Networks are models of biological systems
A biological model is an idealistic construct, in simulacra , that
allows us to understand, explain and predict biological phenomena. A
network, in the current context, is a graph model of a biological system
which depicts molecular entities and the interactions between them.
Mathematically, a network is a graph G(V,E), where a set of vertices or
alternatively nodes (V) map to biological entities, connected by a set
of ordered pairs or edges E, which represent the relationships between
nodes. Network models vary greatly in their coverage of established
biological knowledge, level of detail and interoperability with other
networks. A network model can be as simple as the interaction ”MDM2
binds to TP53” or can cover a system-level map that encompasses all
known cellular processes. In some models, a single node may represent
one entity, whereas others may have multiple nodes corresponding to the
same entity but representing different states. Similarly, edges may have
directionality that indicates the flow of cause and effect from reactant
to product in an interaction or be undirected. They may also be signed,
meaning they describe the nature of the reaction (ex.

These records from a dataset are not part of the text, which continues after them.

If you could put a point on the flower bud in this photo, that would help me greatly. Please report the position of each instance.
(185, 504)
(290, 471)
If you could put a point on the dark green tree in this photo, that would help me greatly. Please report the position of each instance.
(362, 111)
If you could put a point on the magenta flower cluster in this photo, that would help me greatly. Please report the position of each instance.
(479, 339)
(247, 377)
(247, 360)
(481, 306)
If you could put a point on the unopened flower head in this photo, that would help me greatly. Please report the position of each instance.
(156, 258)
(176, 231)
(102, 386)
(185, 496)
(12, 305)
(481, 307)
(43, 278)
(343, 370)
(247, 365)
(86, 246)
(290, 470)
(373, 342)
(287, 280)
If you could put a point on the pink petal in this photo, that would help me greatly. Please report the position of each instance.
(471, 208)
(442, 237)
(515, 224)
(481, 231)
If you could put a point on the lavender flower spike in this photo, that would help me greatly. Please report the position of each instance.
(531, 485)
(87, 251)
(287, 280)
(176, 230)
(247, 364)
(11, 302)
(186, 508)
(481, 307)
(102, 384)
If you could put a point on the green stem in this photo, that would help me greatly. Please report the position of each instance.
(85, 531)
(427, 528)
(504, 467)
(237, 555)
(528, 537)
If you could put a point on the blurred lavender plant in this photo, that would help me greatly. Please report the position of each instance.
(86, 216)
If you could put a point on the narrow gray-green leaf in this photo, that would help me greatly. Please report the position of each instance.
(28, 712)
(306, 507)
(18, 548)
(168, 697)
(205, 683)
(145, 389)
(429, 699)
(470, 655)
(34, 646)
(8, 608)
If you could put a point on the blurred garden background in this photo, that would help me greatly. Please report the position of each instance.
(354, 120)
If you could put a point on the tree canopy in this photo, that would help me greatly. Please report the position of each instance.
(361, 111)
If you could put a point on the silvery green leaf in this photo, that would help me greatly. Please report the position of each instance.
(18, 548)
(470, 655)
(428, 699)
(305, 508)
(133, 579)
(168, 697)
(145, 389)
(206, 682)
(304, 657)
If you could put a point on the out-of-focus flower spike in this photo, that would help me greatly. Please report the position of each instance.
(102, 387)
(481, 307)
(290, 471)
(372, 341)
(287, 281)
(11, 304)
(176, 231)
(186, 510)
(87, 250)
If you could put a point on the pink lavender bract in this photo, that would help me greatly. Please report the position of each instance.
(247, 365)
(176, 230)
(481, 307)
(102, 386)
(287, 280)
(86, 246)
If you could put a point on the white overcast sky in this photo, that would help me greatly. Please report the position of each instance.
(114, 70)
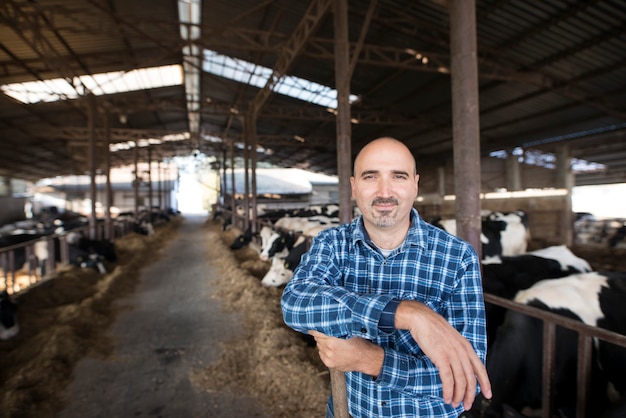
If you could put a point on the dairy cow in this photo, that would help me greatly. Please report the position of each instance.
(502, 234)
(506, 276)
(514, 360)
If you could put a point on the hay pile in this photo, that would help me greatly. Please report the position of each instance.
(64, 319)
(269, 362)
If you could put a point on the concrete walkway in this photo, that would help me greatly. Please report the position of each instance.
(172, 328)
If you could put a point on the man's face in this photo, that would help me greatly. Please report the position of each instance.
(385, 184)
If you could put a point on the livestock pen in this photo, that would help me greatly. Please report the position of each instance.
(586, 334)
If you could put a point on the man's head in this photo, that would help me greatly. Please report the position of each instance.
(385, 183)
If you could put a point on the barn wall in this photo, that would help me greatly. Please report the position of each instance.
(493, 177)
(544, 214)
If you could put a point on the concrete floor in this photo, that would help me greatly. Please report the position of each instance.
(172, 328)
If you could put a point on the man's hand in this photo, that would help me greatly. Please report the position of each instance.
(354, 354)
(459, 366)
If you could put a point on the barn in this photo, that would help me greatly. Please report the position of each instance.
(507, 106)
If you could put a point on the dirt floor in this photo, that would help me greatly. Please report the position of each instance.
(147, 340)
(161, 335)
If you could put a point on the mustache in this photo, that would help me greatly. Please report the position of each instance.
(384, 201)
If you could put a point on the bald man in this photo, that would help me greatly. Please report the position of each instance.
(391, 300)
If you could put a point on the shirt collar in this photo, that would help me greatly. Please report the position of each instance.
(417, 235)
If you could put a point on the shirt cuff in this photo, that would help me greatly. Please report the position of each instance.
(386, 323)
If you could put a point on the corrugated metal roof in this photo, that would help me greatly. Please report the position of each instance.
(551, 72)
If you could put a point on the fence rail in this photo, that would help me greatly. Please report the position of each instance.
(35, 270)
(586, 333)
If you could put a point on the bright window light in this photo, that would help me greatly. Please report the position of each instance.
(99, 84)
(256, 75)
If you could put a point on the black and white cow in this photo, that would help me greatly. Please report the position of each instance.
(502, 234)
(243, 239)
(282, 269)
(618, 239)
(506, 276)
(275, 242)
(514, 361)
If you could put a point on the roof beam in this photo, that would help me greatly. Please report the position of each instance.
(301, 35)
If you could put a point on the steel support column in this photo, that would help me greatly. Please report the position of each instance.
(465, 120)
(92, 164)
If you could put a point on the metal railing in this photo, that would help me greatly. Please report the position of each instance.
(586, 334)
(18, 278)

activation/inhibition), or unsigned. Some highly complex network models
even account for stochiometric ratios and reaction dynamics equations in
their construction.
Several domains of biology are modeled by networks, including: (i)
Metabolic pathways (Figure 1A) are usually characterized by the
abstraction of enzymes, substrates, and products. Typically, these
reactions involve small molecules, and an enzyme, often a protein,
catalyzes the reaction. Inhibitors and activators can also modulate the
catalysis event. (ii) Signaling pathways (Figure 1B), on the
other hand, encompass a range of biochemical reactions, including
binding, transportation, and catalysis events involving molecules and
complexes. These pathways may describe molecular states such as cellular
location, covalent and non-covalent modifications, and sequence
fragments. (iii) Gene regulatory networks (Figure 1C) involve
transcription and translation events, along with their control
mechanisms. (iv) Molecular interactions (Figure 1D) are typically
represented as undirected graphs and cover non-covalent binding events.
(v) Genetic interactions (Figure 1E) capture relationships
between two genes when the observed phenotypic consequence of perturbing
both genes is different from what is expected given the phenotypes of
each single gene perturbation, such as in the case of epistasis.